The chain of events began when a software engineer discovered that Anthropic had, seemingly by accident, included access to the source code for its Claude Code command-line application in a recent release. The mechanism was an NPM package that shipped a source map large enough to allow reconstruction of the company's proprietary TypeScript source. Developers found it almost immediately and began forking and mirroring before Anthropic could react, prompting the company to file takedown notices the same day.

That is where the scope became a problem: because the reported network contained more than 100 repositories and Anthropic asserted that most forks were equally infringing, GitHub processed the takedown against the entire network of 8,100 repositories, inclusive of the parent repository. That net swept in legitimate forks of Anthropic's own publicly released Claude Code repository.

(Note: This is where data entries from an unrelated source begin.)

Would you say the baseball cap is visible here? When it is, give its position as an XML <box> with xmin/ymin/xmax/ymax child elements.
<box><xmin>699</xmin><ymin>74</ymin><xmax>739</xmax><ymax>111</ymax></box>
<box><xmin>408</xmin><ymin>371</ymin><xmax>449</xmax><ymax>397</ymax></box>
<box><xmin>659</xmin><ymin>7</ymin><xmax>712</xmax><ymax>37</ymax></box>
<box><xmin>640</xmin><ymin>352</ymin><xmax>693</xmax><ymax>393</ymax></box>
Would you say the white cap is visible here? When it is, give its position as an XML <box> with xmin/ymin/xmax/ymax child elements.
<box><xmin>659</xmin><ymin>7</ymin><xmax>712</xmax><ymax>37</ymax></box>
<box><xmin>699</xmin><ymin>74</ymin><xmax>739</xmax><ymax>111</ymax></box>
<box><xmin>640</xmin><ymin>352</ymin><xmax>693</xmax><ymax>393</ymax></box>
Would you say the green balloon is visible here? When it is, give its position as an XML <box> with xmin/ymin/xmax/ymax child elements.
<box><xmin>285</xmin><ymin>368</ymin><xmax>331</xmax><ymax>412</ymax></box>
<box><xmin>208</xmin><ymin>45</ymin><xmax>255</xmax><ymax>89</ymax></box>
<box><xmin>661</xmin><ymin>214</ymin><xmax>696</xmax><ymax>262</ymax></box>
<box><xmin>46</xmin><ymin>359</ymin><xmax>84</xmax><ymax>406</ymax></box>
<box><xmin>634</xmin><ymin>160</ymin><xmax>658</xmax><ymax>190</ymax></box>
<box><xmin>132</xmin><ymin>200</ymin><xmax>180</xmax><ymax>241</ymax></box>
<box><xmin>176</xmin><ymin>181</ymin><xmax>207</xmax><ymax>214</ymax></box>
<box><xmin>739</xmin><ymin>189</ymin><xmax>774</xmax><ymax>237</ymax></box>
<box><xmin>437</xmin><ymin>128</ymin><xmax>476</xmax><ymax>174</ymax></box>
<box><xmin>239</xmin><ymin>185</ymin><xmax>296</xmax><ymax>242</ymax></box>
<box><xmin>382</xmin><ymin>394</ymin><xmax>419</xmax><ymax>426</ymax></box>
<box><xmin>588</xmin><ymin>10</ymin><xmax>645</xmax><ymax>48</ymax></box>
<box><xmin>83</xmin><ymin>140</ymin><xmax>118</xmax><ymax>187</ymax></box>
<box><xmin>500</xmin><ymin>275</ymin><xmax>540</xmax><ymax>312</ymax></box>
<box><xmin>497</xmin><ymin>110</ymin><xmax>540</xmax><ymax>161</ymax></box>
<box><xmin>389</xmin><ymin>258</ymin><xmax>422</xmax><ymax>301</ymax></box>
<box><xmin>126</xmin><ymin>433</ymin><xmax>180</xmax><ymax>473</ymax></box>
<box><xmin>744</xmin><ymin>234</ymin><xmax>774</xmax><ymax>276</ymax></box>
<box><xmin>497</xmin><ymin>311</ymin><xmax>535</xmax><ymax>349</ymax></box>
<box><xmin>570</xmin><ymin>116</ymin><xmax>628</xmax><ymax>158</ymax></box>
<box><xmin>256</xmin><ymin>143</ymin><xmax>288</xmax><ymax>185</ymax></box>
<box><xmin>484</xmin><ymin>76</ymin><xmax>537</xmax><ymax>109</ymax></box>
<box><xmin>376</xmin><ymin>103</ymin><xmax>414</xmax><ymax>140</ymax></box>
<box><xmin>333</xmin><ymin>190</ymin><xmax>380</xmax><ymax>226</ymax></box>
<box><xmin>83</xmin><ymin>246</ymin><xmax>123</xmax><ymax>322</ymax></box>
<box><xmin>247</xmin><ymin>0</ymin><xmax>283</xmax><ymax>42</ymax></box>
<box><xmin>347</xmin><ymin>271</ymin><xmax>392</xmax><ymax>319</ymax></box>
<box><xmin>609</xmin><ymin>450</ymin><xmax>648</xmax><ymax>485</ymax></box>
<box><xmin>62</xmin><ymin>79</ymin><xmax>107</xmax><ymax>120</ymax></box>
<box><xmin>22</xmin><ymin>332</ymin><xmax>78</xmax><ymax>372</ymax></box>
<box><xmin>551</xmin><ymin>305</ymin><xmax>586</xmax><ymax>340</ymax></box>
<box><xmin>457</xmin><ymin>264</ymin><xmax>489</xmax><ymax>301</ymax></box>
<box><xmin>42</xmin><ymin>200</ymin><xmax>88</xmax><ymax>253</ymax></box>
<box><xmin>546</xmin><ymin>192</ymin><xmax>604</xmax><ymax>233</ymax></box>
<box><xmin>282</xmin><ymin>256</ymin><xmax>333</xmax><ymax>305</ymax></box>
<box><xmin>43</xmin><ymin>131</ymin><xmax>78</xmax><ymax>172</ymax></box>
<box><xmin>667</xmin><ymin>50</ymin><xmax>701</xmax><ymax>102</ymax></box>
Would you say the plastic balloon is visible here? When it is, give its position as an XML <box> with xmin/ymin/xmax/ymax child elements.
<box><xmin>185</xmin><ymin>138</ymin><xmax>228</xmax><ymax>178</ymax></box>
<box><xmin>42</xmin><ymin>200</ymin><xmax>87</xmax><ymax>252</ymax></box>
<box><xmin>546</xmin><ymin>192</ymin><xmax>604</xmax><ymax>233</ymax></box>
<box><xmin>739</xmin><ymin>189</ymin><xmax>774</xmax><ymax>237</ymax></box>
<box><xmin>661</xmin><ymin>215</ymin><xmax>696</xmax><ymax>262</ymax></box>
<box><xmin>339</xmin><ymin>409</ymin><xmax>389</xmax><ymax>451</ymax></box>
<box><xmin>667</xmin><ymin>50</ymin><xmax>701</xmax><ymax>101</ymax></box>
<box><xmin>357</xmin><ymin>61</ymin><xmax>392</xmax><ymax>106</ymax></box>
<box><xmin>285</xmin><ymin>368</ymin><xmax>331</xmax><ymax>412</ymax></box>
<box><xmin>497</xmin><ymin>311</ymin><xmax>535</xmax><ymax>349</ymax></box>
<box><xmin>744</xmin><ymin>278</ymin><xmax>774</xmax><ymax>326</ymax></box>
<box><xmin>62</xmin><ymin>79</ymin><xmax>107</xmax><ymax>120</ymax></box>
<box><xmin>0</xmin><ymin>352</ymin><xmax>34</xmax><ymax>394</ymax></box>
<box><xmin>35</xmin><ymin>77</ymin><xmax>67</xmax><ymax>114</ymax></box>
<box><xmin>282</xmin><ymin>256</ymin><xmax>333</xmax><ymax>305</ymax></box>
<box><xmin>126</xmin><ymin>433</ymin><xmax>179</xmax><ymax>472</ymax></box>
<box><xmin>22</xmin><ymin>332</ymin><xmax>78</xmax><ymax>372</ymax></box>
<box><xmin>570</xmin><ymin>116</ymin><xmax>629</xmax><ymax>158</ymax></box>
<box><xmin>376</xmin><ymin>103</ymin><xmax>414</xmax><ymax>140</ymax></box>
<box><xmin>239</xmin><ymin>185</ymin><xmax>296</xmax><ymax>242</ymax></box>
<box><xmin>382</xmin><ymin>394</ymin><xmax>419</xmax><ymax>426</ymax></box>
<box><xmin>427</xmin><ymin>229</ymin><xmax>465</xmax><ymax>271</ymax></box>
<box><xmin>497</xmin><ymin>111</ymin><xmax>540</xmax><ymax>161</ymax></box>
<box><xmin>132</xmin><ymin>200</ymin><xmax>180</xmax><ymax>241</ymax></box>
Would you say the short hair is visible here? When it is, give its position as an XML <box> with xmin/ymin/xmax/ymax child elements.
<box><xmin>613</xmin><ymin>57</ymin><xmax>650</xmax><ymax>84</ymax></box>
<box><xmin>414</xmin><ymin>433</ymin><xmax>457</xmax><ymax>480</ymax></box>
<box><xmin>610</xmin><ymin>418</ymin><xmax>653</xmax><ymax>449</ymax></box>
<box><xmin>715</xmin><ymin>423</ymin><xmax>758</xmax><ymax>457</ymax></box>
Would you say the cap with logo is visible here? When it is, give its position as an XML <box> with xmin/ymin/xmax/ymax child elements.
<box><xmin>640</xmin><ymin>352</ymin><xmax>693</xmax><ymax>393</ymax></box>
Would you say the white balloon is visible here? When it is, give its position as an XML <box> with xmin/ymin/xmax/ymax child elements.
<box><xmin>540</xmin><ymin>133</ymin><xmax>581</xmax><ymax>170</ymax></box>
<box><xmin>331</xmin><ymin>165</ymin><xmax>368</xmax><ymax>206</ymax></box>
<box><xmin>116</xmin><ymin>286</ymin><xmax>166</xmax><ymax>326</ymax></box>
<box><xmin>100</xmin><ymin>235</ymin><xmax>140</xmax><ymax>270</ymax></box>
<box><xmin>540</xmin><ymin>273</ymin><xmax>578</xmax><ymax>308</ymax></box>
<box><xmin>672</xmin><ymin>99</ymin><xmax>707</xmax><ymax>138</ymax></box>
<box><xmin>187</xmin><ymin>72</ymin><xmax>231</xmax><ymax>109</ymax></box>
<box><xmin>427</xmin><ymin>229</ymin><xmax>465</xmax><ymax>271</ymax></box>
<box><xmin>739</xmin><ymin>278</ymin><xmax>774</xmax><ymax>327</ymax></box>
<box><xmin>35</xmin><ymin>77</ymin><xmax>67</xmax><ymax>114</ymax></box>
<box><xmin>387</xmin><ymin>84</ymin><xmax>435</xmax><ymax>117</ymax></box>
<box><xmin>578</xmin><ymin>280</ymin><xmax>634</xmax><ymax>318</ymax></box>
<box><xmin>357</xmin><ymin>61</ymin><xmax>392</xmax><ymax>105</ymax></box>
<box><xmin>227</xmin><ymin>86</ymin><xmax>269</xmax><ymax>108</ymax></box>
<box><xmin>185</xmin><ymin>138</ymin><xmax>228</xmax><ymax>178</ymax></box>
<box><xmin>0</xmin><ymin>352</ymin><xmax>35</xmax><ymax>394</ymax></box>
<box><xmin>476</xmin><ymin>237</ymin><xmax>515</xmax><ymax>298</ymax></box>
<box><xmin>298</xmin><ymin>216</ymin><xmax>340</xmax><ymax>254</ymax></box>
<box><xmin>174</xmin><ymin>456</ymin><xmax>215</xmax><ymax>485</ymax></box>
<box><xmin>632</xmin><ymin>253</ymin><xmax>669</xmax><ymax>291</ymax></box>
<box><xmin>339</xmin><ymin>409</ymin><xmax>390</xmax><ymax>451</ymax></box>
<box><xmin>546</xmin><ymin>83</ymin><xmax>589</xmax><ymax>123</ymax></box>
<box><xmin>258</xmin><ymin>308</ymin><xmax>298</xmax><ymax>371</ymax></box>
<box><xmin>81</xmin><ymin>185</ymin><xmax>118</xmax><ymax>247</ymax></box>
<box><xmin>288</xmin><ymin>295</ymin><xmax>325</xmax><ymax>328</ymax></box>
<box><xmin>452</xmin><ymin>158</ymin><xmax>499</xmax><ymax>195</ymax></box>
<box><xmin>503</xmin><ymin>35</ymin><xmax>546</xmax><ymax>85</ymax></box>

Developer Theo (t3.gg) was among those caught in the sweep; his fork contained no leaked source code at all, only a pull request where he had edited a skill. Anthropic engineer Boris Cherny acknowledged the collateral damage, writing: "This was not intentional, we've been working with GitHub to fix it. Should be better now." A partial retraction followed on April 1, pulling back the notice against all repositories except the original and 96 forks. Anthropic retracted the bulk of the notices and GitHub restored access to the affected forks, but not before a full day of disruption landed on thousands of developers who had done nothing wrong.

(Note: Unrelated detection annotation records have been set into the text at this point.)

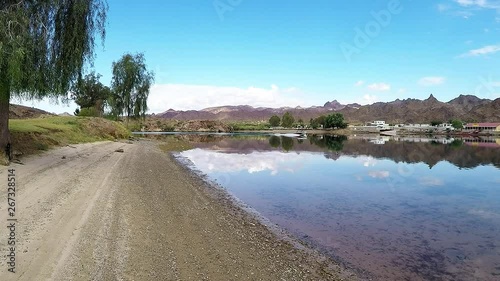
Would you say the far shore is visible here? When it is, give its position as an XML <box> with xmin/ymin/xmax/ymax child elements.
<box><xmin>133</xmin><ymin>128</ymin><xmax>500</xmax><ymax>137</ymax></box>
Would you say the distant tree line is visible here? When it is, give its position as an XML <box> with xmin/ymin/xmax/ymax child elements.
<box><xmin>269</xmin><ymin>112</ymin><xmax>347</xmax><ymax>129</ymax></box>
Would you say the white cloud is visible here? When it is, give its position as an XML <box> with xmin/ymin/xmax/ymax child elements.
<box><xmin>361</xmin><ymin>94</ymin><xmax>378</xmax><ymax>104</ymax></box>
<box><xmin>418</xmin><ymin>76</ymin><xmax>446</xmax><ymax>86</ymax></box>
<box><xmin>368</xmin><ymin>171</ymin><xmax>390</xmax><ymax>179</ymax></box>
<box><xmin>148</xmin><ymin>84</ymin><xmax>314</xmax><ymax>113</ymax></box>
<box><xmin>367</xmin><ymin>83</ymin><xmax>391</xmax><ymax>92</ymax></box>
<box><xmin>437</xmin><ymin>4</ymin><xmax>450</xmax><ymax>12</ymax></box>
<box><xmin>460</xmin><ymin>44</ymin><xmax>500</xmax><ymax>57</ymax></box>
<box><xmin>455</xmin><ymin>0</ymin><xmax>500</xmax><ymax>9</ymax></box>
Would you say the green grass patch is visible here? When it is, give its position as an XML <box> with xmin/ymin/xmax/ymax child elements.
<box><xmin>159</xmin><ymin>138</ymin><xmax>193</xmax><ymax>152</ymax></box>
<box><xmin>228</xmin><ymin>122</ymin><xmax>271</xmax><ymax>131</ymax></box>
<box><xmin>9</xmin><ymin>117</ymin><xmax>130</xmax><ymax>154</ymax></box>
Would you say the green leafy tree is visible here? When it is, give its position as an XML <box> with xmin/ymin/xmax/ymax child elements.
<box><xmin>324</xmin><ymin>136</ymin><xmax>347</xmax><ymax>151</ymax></box>
<box><xmin>269</xmin><ymin>136</ymin><xmax>281</xmax><ymax>147</ymax></box>
<box><xmin>311</xmin><ymin>115</ymin><xmax>326</xmax><ymax>129</ymax></box>
<box><xmin>269</xmin><ymin>115</ymin><xmax>281</xmax><ymax>127</ymax></box>
<box><xmin>71</xmin><ymin>72</ymin><xmax>111</xmax><ymax>117</ymax></box>
<box><xmin>0</xmin><ymin>0</ymin><xmax>108</xmax><ymax>161</ymax></box>
<box><xmin>309</xmin><ymin>118</ymin><xmax>318</xmax><ymax>129</ymax></box>
<box><xmin>431</xmin><ymin>120</ymin><xmax>443</xmax><ymax>126</ymax></box>
<box><xmin>325</xmin><ymin>113</ymin><xmax>347</xmax><ymax>129</ymax></box>
<box><xmin>281</xmin><ymin>111</ymin><xmax>295</xmax><ymax>128</ymax></box>
<box><xmin>109</xmin><ymin>54</ymin><xmax>154</xmax><ymax>121</ymax></box>
<box><xmin>450</xmin><ymin>120</ymin><xmax>464</xmax><ymax>130</ymax></box>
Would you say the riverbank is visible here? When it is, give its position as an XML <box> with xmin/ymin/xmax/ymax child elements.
<box><xmin>0</xmin><ymin>116</ymin><xmax>130</xmax><ymax>165</ymax></box>
<box><xmin>0</xmin><ymin>140</ymin><xmax>356</xmax><ymax>280</ymax></box>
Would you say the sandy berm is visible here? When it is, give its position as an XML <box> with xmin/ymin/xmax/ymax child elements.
<box><xmin>0</xmin><ymin>140</ymin><xmax>360</xmax><ymax>281</ymax></box>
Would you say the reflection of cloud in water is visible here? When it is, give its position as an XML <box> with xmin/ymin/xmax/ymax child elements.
<box><xmin>368</xmin><ymin>171</ymin><xmax>390</xmax><ymax>179</ymax></box>
<box><xmin>362</xmin><ymin>156</ymin><xmax>378</xmax><ymax>167</ymax></box>
<box><xmin>420</xmin><ymin>177</ymin><xmax>444</xmax><ymax>186</ymax></box>
<box><xmin>181</xmin><ymin>148</ymin><xmax>314</xmax><ymax>175</ymax></box>
<box><xmin>469</xmin><ymin>209</ymin><xmax>500</xmax><ymax>219</ymax></box>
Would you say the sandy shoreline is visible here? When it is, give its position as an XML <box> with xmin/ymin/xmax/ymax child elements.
<box><xmin>0</xmin><ymin>140</ymin><xmax>357</xmax><ymax>280</ymax></box>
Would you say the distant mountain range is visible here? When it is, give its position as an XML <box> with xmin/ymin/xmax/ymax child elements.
<box><xmin>156</xmin><ymin>94</ymin><xmax>500</xmax><ymax>123</ymax></box>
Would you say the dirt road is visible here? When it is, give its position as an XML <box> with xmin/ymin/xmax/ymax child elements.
<box><xmin>0</xmin><ymin>141</ymin><xmax>356</xmax><ymax>281</ymax></box>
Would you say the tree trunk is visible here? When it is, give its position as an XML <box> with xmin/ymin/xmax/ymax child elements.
<box><xmin>0</xmin><ymin>83</ymin><xmax>12</xmax><ymax>162</ymax></box>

For anyone maintaining an emulator, compatibility database, or BIOS tool on GitHub, this incident should register as concrete operational risk rather than abstract legal theory. Emulation repositories already carry enforcement exposure from game publishers, but the Anthropic case introduces a different threat vector: your project does not have to be the target. GitHub's DMCA process, when it receives a properly formatted complaint, may disable or remove content, and maintainers must file a counter-notice and wait out a statutory window before content can be restored. An overbroad notice from an unrelated rights holder can sweep your stable release branch into a takedown purely because it shares a fork network with something else.

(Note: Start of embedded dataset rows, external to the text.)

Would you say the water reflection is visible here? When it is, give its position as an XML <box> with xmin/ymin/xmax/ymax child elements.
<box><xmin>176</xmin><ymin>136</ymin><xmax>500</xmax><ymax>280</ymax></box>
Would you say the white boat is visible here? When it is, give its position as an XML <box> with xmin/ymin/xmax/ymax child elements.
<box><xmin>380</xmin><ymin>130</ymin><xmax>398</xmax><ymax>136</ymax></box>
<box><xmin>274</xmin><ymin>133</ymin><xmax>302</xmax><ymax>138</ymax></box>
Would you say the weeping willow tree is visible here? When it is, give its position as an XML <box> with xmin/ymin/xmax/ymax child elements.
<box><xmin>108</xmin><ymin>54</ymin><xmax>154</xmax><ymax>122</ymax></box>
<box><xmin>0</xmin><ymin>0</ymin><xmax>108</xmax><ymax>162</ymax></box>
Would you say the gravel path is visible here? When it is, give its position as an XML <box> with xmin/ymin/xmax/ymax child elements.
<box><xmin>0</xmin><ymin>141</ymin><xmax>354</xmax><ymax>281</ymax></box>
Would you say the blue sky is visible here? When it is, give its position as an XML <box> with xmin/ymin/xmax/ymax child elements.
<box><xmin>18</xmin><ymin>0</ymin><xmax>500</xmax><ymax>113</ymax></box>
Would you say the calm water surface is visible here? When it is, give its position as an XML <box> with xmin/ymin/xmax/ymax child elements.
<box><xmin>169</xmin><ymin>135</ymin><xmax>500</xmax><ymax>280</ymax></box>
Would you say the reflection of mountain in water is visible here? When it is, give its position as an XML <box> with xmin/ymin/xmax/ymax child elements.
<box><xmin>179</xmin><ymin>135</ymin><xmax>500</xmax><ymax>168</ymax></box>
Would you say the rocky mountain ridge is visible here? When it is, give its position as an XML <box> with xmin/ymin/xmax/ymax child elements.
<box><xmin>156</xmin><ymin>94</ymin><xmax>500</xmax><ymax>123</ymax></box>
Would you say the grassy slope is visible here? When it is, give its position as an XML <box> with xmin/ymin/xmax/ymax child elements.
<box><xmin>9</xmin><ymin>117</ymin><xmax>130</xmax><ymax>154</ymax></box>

The mitigation steps are not complicated, but they require acting before a notice arrives. Push a read-only mirror to a second platform; GitLab, Codeberg, and self-hosted Gitea all support automated sync and give you an independent distribution channel that survives a GitHub outage. Distribute every release artifact to an independent host alongside GitHub Releases so a disabled repo does not also kill your download links. Back up issue tracker content and wiki pages on a regular schedule, since neither is included in a standard git clone and both disappear when a repo goes dark. Maintain signed checksums for your release builds and host the manifest somewhere independently accessible, giving users a way to verify integrity from any mirror. Finally, identify your counter-notice process and a legal contact before you need them; the DMCA's restoration clock starts the moment a notice is filed, and an unprepared maintainer loses days they cannot recover.

This was Anthropic's third code leak in under a year. The emulation community has watched enough hosting platforms collapse, enforcement waves hit, and services disappear to know that "resolved in 24 hours" is the optimistic version of this story. Build for the version where it is not.